To be in the absolute present is such a gift, and so magical as to be almost indescribable. Or really, it is indescribable as a totality – and one of the inspirations for artists to create, is this perception of Beauty. To see things with no personal thought in the way, actually see them, or hear them, smell them, taste, touch, feel… is wonderful and amazing. In this experience there is no "them", no object, because there is "me", no subject.

It seems impossible that such a thing is possible, the experiencing of experience, whether of what we call beauty, truth, or love, or simply "being alive".  The word “extraordinary” is apt. The ordinary is extraordinary. And we don’t have to go to some exotic locale to experience it!
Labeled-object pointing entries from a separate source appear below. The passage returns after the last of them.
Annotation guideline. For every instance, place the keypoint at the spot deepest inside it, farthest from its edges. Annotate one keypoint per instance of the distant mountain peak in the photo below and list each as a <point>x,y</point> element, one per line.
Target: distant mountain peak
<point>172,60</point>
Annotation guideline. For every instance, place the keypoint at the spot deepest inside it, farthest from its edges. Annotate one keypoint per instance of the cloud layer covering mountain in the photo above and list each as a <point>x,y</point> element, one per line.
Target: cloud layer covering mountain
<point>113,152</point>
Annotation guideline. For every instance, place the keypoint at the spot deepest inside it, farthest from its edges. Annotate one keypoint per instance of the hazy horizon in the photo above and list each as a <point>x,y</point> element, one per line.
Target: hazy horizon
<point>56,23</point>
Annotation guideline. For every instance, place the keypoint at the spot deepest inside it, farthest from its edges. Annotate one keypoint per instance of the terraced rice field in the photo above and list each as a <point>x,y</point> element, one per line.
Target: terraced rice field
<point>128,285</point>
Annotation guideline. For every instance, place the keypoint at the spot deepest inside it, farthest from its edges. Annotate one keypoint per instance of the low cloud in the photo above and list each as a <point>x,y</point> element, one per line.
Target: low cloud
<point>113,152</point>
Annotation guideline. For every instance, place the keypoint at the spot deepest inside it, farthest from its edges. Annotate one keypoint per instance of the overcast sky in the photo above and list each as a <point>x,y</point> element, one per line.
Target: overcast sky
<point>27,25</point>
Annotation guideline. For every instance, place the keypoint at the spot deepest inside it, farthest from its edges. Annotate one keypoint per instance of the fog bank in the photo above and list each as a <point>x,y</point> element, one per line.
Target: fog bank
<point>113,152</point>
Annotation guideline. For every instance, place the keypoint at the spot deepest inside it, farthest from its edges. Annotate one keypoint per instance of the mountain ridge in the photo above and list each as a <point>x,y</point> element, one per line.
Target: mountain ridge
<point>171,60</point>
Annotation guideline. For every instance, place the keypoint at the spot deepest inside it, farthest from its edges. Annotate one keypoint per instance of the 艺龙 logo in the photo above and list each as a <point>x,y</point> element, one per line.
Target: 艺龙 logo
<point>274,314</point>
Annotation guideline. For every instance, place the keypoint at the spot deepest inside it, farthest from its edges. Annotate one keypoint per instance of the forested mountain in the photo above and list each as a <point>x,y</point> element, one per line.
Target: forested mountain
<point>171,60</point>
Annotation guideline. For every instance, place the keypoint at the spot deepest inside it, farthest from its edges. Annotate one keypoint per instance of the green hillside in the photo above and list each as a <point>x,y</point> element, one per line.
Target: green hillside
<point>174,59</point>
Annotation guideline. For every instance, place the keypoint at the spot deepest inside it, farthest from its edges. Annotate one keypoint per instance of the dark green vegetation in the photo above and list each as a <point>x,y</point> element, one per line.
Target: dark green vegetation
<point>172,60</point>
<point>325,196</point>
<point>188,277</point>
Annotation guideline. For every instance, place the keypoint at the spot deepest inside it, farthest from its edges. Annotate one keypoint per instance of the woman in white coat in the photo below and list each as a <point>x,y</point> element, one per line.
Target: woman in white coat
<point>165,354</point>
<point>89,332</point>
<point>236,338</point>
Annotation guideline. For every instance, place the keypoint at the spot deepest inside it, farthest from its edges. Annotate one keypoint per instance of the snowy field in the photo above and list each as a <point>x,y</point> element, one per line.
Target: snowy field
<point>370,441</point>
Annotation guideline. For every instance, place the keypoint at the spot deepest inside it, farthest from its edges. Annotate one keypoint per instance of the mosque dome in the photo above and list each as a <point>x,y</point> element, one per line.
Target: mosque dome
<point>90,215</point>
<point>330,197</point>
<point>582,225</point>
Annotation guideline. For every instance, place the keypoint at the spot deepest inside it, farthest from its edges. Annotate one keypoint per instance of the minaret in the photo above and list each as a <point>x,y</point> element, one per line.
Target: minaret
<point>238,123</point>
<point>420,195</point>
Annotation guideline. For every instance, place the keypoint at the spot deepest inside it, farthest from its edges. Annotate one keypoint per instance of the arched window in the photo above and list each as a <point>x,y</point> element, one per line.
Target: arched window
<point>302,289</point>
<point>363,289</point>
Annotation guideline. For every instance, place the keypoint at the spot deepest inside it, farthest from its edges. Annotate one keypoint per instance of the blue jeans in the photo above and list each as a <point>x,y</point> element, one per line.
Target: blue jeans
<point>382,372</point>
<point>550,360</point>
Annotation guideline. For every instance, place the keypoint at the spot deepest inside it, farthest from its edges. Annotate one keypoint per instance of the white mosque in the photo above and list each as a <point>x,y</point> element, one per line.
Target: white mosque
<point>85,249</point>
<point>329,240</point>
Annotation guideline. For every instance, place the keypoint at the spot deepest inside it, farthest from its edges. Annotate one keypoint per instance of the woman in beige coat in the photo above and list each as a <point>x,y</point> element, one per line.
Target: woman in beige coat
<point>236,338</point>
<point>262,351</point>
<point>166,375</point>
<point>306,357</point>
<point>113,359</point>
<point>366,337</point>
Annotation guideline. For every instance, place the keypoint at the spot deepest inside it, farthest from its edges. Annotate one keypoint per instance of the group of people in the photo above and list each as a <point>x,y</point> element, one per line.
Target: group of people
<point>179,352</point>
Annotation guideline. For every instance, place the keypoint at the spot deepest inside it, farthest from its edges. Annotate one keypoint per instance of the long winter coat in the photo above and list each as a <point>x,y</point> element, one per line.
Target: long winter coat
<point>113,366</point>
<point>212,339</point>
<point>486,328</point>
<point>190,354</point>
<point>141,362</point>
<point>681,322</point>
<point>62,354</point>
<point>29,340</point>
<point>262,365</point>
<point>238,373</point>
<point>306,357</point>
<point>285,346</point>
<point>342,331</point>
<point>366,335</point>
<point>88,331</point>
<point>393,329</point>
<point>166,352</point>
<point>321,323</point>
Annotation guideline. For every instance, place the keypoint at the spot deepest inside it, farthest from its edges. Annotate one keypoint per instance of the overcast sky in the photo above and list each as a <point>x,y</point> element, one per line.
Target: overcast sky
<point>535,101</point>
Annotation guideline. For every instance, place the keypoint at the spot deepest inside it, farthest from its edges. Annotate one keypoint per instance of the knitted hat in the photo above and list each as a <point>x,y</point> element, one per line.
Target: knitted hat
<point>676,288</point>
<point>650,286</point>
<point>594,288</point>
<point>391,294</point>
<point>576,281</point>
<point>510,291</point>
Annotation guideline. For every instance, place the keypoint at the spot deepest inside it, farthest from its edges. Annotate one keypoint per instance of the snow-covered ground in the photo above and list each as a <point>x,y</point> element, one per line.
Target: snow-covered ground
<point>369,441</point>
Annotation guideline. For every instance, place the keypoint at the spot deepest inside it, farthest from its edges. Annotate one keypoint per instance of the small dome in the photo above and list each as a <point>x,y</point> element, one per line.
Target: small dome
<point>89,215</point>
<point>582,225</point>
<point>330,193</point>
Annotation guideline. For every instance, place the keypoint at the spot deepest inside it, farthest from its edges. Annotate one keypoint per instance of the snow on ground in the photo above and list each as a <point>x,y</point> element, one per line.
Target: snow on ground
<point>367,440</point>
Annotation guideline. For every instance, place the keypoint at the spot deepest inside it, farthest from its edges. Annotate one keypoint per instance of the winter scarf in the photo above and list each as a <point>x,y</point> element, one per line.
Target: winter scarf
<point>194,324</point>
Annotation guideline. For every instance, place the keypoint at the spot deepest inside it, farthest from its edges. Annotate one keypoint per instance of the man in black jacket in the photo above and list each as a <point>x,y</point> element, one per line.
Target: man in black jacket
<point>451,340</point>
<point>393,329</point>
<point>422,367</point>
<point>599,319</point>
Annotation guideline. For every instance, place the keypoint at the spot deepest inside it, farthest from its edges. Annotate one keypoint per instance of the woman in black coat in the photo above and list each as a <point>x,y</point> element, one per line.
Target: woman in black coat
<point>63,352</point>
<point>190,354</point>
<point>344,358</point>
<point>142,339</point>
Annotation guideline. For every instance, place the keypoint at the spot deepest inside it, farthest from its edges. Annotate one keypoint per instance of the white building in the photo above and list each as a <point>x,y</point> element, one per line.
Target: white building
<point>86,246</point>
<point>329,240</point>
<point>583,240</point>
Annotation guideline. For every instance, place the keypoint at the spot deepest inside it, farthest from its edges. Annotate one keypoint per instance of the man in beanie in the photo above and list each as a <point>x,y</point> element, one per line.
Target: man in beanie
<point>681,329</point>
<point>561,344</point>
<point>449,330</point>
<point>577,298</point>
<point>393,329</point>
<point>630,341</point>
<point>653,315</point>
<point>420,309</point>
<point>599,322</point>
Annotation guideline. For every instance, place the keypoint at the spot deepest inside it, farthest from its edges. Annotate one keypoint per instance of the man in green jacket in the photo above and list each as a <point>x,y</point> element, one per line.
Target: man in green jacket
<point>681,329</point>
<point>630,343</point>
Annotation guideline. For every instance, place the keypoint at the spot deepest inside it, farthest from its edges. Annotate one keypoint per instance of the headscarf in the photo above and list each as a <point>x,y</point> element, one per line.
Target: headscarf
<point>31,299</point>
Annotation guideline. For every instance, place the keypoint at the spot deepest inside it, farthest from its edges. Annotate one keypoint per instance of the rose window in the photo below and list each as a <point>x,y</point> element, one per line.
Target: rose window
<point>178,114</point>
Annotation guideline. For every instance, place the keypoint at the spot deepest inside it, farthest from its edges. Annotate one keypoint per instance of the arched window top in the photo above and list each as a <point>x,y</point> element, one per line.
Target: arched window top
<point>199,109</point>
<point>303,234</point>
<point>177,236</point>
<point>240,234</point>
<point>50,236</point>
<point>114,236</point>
So again, to summarize, there was never really any real, solid, separate, independent existing entity to which the thought, the thinking, associated in the first place. Yet all through the day, as if in a dream, we are doing this thinking and this automatic association, connecting, attaching, identifying, clinging, holding, protecting, chasing, involved in a supposed past and future, possibly feeling a bit condensed, contracted, tense, intense, unsure (defending, promoting, intending, agenda-ed…)… and it’s quite a burden.

This is a very freeing realization. It come from freedom and leads to freedom.

Another nice thing about this seeing of how impersonal it all is, is how much space for Love it creates or allows.

How can there be space for love if there’s so much in the way?

photo © Kamal Beri

Why are we so afraid of freedom? Because we think, believe, there is something to lose, something personal. It goes against the grain of the training of society, family, culture... so we enter or arrive on this "path" from either a glimpse of freedom, or suffering that leads us to see something else. But even deep into blindness and misery, we know in our hearts there is peace and happiness, otherwise how would we know this is "bad" or worse than something else, unless some alternative were known, at some level?  Some past glimpse or some deep inner knowledge is there, inside, in our hearts...


(By the way, I can’t take personal credit for not taking things personally!)